- Kategori
- İnançlar
Cuma sohbeti
Yaşamın hengâmesi, ülkenin bitmez tükenmez sorunları. Hele bir de üzerine dostların sitemi geldi mi… İnsan öyle bir yoruluyor ki, sormayın.
İyi ki bizi bizden iyi bilen, bizi bizden çok seven, biz kaçsak da bize asla küsmeyen bir irade var.
Bugün Cuma. Beyoğlu’ndan Üsküdar’a.

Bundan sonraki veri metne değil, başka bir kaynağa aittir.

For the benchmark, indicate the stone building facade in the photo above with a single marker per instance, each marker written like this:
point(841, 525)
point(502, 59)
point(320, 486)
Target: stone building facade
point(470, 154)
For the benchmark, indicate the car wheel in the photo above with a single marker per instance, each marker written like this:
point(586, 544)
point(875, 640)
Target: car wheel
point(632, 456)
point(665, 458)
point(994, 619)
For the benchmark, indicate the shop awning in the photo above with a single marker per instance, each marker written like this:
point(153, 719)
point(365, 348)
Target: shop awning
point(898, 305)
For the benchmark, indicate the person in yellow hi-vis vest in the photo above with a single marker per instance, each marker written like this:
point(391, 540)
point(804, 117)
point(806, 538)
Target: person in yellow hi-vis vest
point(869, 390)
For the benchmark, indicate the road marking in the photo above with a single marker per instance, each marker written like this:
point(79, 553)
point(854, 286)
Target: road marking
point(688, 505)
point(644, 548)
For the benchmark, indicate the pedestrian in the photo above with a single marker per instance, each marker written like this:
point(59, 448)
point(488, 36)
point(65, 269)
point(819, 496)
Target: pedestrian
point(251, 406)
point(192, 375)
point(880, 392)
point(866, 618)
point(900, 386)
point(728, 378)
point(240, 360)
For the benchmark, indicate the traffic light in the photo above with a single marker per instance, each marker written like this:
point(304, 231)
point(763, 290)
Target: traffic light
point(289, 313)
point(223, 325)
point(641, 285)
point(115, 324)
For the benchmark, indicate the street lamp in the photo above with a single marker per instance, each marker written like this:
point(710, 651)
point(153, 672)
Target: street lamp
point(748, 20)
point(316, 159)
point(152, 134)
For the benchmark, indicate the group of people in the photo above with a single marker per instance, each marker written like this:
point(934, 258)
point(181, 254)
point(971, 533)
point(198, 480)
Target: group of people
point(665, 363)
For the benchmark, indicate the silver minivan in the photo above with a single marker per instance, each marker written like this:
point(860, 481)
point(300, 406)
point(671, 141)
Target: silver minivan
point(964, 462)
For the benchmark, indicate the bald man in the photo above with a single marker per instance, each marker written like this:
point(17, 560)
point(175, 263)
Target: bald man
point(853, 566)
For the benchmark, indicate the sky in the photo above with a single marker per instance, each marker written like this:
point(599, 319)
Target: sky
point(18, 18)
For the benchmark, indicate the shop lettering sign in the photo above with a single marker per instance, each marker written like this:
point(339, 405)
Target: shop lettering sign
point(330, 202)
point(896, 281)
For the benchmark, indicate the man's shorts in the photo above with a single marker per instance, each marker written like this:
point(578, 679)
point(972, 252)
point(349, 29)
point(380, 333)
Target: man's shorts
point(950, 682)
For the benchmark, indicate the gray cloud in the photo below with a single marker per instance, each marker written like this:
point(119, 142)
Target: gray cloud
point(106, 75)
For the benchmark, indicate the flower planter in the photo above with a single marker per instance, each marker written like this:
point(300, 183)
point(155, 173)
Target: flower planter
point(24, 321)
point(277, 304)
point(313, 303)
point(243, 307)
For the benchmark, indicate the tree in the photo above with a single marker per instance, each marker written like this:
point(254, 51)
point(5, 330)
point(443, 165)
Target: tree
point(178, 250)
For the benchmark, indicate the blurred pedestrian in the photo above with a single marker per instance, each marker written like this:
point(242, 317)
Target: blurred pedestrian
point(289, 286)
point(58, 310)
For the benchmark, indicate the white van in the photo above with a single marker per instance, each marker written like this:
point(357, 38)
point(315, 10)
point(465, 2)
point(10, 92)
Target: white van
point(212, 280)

Aziz Mahmud Hüdai Hz.’nin kabrine, kalbine bir yolcuk. “Sen, sarayında otururken, dışarıda tebaan aç mı susuz mu? Şu kış günü sobasında var mıdır kömürü? Bilmezken, ben nereden bileyim, elindeki akrep mi? Yoksa fil mi?” diye, devrin padişahına ve padişahlarına ders veren, yol gösteren, halk ile hak arasında köprü olan eşsiz abidevi bir şahsiyet. Aziz Mahmud Hüdai.
“Kim benim kabrimi ziyaret ederse, ateşte yanmasın, suda boğulmasın, kıyamete dek bizim korumamız altında olsun” diyen, yüce gönüllü insan. Hani “Şehitler Ölmez” ya, hani ölü olan bizizdir aslında. Görmez kör gözlerimiz hakikat ile gerçeği.
Bıraktım bugün tüm işi gücü. Öyle yorgun ki kalbim. Sanırsın, büyük bir savaştan kaçtım şimdi. Harap, yıkık, virane. Kırık dökük kalp kristal tanecikleri ile.
“Hey usta ben geldim! Avucumda yüreğim. Al ne olur? Ver bana yenisini.”
Cumanız hayr olsun. Sizi dosta taşıyacak yâr ve yârenlerle birlikte olun. Hoş sohbet ile hoşça kalın.